The average menstrual cycle has a blood loss for seven days of a cycle of between 21 and 35 days. The usual shorthand for this is:

K = 7/21-35 in which K represents menstrual cycle, 7 is the duration of bleeding and 21-35 represents the length of the cycle.

Menstrual loss is heaviest for the first few days and becomes much lighter, tailing off towards the end.

Other definitions include:

  • Metrorrhagia - flow at irregular intervals.

  • Menometrorrhagia - frequent and excessive flow.

  • Polymenorrhoea - bleeding at intervals of less than 21 days.

  • Dysfunctional uterine bleeding (DUB) - abnormal uterine bleeding without any obvious structural or systemic pathology.

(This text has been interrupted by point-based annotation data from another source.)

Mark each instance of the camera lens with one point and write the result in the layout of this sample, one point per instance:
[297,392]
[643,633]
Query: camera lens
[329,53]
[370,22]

It usually presents as menorrhagia. The diagnosis of DUB can only be made once all other causes for abnormal, or heavy, uterine bleeding have been excluded.

  • Dysmenorrhoea - pain with menstruation.

The average menstrual blood loss is about 30-40 ml. Excessive menstrual blood loss is classified as 80 mL or more and/or a duration of more than seven days .

Many women who complain of heavy menstruation do not in fact have blood loss in excess of 80 ml. Menorrhagia is very subjective; a more practical definition may be that it is menstrual loss that is greater than the woman feels she can reasonably manage.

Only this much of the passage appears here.